L'éducation est une question extrêmement sensible en Afghanistan à majorité sunnite, les talibans empêchant de nombreuses filles de reprendre l'enseignement secondaire.

Le groupe État islamique (EI), un autre groupe sunnite avec lequel les talibans entretiennent néanmoins une profonde inimitié et des divergences idéologiques, s'oppose également à l'éducation des femmes et des filles. L'EI, principale menace du régime taliban, a revendiqué plusieurs attentats ces derniers mois. Celui de vendredi n'a pas été revendiqué.

Des vidéos postées sur les médias sociaux et des photos publiées par les médias locaux montrent des victimes ensanglantées transportées depuis les lieux de l'explosion.

La plupart des victimes transportées dans les hôpitaux sont des femmes, a constaté un journaliste de l'AFP.

Des équipes de sécurité ont été déployées sur les lieux pendant que les familles affluaient dans les différents hôpitaux en pleurs, à la recherche de leurs proches.

Dans un hôpital au moins, les talibans ont toutefois obligé les familles des victimes à quitter le site, craignant qu'une nouvelle attaque ne soit lancée au milieu de la foule.

Des listes des personnes décédées ou blessées ont été accrochées à l'entrée des établissements hospitaliers où convergent les ambulances, a constaté l'AFP.

Introuvable 

"Nous ne l'avons pas trouvée ici", s’inquiétait une jeune femme en détresse, cherchant sa sœur de 19 ans dans l'un d'eux. "Nous l'appelons mais elle ne répond pas", se désespère la jeune femme.

"Attaquer des cibles civiles prouve la cruauté inhumaine de l'ennemi et son absence de normes morales", avait déclaré un peu plus tôt le porte-parole du ministère de l'Intérieur, Abdul Nafy Takor.

Le 20 avril dernier, au moins six personnes avaient été tuées et 24 blessées dans deux explosions ayant frappé une école pour garçons dans ce même quartier de l'ouest de la capitale.

Dasht-e-Barchi a été lourdement frappé ces dernières années et depuis le retour au pouvoir des talibans en 2021 par plusieurs attaques revendiquées par l'EI-K, la branche régionale du groupe jihadiste Etat islamique, qui considère les hazaras comme hérétiques.

En mai 2021, une série d'explosions s'était également produite devant un établissement scolaire pour filles de ce même quartier, faisant 85 morts, en majorité des lycéennes, et plus de 300 blessés.
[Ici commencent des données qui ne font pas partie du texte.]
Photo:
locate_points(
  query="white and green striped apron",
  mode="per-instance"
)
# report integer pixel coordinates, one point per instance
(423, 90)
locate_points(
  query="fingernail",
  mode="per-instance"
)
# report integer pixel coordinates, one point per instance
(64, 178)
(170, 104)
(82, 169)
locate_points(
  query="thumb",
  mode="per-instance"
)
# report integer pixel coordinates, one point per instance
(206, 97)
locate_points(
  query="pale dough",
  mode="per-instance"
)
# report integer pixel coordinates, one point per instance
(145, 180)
L'EI, qui avait déjà revendiqué un attentat en octobre 2020 contre un centre éducatif (24 morts) dans la même zone, est fortement soupçonné d'avoir mené cette attaque.

Des attaques de moindre ampleur, revendiquées par l'EI-K, ont encore eu lieu à Dasht-e-Barchi en novembre et décembre 2021.

Le retour au pouvoir des talibans en août 2021 a mis fin à deux décennies de guerre en Afghanistan et a entraîné une réduction significative de la violence, mais la sécurité a commencé à se détériorer au cours des derniers mois.